Sempre esperei por esse grande dia. O dia da minha aposentadoria. Imaginava que seria uma festança, todo mundo comemorando, brindando porque finalmente eu iria me aposentar. E eu tinha a intuição de que ia passar os meus dias charlando, cuidando do jardim de manhã, lendo poesia à tarde e indo ao teatro à noite.
A realidade me desiludiu.
O que fizeram para mim foi uma festinha de despedida chocha. Compraram um cento de salgados, alguns refrigerantes de quinta categoria e bateram palmas para mim.
Confesso que na hora fiquei um pouco comovida. Até estava vacilando, não sabia mesmo se queria me aposentar de vez ou se queria uma meia aposentadoria, tipo continuar trabalhando, mas recebendo o benefício. No final o dono da empresa praticamente me subornou para que eu fosse sossegar o facho.
Tinha feito um pé de meia, mas aceitei o “suborno” porque, com um plano de saúde na faixa dos dois mil reais, todo dinheiro é bem-vindo.
Estou me aposentando por tempo de serviço. Infelizmente, o salário-mínimo que ganhava dava uma contribuição muito baixa. Se eu fosse me aposentar por idade, o benefício ia ser bem menor. Que mal tem em me aposentar alguns anos mais tarde? Sempre tem a possibilidade de eu me desaposentar.
Era hora de colher os frutos de tantos anos de empenho ao trabalho.
No dia seguinte ao da minha aposentadoria, minha filha Cibele brota na minha porta de mala e cuia. Diz que o relacionamento com aquele traste do meu genro vai de mal a pior. Queria saber se podia ficar comigo por um tempo, já que eu estava viúva e aposentada. “E ia ser até bom, porque poderíamos fazer companhia uma a outra.”

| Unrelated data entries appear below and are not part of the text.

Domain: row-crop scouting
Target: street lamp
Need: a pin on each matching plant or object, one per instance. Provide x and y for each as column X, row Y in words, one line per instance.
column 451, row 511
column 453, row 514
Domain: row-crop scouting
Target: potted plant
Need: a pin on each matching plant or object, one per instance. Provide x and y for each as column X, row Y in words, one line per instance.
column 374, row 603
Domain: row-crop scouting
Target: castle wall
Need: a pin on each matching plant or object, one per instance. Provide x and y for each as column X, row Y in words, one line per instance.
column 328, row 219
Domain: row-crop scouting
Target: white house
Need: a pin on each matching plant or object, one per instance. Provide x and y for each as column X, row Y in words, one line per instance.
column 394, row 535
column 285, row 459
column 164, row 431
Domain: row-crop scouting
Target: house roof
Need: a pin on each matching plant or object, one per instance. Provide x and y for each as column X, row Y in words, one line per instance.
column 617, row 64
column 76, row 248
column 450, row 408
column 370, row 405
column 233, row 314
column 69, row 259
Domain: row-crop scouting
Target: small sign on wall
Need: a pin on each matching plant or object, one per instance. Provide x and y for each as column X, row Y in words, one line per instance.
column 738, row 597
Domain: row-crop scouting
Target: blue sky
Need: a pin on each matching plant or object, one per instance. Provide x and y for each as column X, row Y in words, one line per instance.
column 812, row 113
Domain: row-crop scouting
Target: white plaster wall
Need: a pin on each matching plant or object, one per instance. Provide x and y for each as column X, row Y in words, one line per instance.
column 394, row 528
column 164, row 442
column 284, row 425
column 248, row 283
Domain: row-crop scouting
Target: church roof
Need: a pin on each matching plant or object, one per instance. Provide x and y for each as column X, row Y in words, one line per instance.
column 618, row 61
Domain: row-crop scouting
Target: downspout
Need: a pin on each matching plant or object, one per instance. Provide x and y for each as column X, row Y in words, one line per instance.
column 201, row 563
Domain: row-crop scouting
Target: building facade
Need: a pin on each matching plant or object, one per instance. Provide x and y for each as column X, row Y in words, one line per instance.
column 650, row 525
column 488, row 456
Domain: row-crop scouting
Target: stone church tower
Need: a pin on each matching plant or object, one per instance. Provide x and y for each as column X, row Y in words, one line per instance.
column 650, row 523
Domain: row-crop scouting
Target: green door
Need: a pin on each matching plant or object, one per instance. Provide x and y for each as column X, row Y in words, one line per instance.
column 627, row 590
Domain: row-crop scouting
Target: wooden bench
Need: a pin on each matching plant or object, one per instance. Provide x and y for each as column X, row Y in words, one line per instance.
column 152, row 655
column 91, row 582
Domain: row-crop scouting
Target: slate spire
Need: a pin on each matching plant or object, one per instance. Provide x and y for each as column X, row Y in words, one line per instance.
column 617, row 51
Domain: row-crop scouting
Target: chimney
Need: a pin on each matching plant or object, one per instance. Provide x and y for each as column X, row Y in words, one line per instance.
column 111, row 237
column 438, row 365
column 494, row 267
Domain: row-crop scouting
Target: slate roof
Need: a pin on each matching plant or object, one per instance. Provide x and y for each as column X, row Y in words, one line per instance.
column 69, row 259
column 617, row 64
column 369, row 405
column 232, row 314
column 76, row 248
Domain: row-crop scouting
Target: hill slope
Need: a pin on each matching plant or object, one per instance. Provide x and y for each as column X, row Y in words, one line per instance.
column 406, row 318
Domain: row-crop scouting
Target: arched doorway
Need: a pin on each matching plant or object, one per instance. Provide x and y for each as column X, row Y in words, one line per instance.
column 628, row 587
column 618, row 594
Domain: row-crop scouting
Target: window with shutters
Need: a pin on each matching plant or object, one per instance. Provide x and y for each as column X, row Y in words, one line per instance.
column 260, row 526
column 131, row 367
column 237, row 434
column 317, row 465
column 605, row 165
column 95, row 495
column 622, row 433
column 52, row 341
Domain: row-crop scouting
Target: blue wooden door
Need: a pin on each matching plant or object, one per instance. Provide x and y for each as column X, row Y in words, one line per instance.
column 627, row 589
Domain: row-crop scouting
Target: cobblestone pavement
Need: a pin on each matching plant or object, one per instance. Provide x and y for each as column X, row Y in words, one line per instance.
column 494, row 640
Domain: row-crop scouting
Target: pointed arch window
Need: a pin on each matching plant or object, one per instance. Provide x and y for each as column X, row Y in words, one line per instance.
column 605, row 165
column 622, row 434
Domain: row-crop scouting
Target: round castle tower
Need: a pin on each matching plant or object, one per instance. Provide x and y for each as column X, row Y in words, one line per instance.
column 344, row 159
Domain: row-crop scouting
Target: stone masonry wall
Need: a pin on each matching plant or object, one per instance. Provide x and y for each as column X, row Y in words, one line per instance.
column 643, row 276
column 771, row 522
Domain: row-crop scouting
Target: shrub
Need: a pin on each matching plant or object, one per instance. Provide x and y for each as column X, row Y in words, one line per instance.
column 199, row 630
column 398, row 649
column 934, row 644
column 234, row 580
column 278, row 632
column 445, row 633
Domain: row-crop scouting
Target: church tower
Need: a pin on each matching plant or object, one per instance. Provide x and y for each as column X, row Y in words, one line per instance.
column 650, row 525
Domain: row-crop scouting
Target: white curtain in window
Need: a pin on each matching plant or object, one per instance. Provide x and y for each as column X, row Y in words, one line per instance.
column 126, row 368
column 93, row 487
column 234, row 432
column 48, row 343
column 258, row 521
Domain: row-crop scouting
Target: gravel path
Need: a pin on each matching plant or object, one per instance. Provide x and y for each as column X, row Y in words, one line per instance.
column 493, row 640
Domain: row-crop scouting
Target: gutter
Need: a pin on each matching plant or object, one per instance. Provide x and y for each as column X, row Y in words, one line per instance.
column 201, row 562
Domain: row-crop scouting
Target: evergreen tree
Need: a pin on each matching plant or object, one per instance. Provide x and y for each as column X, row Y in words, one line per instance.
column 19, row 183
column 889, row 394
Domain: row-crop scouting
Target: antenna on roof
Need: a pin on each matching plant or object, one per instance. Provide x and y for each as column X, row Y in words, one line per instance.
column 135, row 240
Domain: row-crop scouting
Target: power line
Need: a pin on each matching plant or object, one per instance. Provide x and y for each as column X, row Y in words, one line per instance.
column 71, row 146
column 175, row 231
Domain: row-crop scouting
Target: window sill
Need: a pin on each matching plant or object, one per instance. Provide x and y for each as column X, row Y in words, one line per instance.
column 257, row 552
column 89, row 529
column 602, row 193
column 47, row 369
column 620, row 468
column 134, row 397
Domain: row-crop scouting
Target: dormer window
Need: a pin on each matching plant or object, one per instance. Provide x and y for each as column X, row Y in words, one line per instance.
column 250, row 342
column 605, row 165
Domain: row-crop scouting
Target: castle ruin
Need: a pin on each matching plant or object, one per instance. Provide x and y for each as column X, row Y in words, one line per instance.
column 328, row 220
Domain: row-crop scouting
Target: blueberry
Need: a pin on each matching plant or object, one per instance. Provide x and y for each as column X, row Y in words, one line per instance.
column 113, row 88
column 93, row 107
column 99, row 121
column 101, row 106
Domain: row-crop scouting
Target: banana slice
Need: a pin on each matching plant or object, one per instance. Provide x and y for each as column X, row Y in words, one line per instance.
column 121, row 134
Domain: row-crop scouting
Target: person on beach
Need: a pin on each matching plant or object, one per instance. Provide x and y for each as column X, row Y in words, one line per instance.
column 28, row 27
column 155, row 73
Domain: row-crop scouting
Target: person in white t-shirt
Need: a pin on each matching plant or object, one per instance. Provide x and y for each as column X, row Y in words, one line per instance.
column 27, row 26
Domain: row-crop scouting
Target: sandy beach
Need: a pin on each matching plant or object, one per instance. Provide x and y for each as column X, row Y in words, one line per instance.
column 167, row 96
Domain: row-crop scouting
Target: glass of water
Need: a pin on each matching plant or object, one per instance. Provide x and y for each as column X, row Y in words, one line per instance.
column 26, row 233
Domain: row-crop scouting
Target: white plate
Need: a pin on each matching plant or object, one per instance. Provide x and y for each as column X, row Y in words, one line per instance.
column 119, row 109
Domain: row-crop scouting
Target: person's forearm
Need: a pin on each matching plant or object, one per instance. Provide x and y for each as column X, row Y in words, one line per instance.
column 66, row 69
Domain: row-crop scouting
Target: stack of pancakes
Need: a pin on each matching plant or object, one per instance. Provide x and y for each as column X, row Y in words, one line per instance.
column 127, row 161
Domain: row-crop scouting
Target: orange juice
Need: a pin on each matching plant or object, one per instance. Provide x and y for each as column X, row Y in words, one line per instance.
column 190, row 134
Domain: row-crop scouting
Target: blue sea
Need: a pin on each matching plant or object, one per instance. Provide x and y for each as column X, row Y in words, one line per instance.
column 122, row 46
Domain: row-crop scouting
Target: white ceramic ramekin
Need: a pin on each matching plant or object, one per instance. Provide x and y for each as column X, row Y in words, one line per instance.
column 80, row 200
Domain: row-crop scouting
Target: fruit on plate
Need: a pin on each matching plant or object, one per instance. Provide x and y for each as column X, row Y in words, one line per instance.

Eu não tenho palavras para descrever o que senti. Como dizia meu irmão, eu estava toda coisada, simplesmente não sabia o que dizer. Eu queria aproveitar os anos que me restavam. Sabe lá Deus quanto tempo mais eu tinha nessa terra. E ter companhia em casa até que ia ser uma mão na roda. Sempre fui muito ativa. Consigo tomar conta do meu próprio nariz sem a ajuda de ninguém. Eu não me troco por nenhum desses marmanjos que vejo por aí, completamente sedentários o dia na frente do computador. Mas se eu viver até os 95 anos e lúcida, como foi o caso da minha mãe, vou precisar da ajuda de alguém.
Só que o bicho pega é que a Cibele tem uma filha. E eu gosto muito de minha netinha, mas ela não dá folga nem um minuto. Está sempre perguntando isso, pedindo aquilo, e o pior é que não quer mais nem estudar. E isso desde miudinha, já se via que era preguiçosa e não ia dar para muita coisa. E hoje com 23 anos é que não tem mais esperança mesmo.
No final, não disse nem que sim nem que não. Disse que ia ver, mas vou ficar cozinhando a Cibele no banho-maria para ver até quando ela aguenta. Se eu não me apressar em dizer sim, ela mesma há de encontrar outra solução.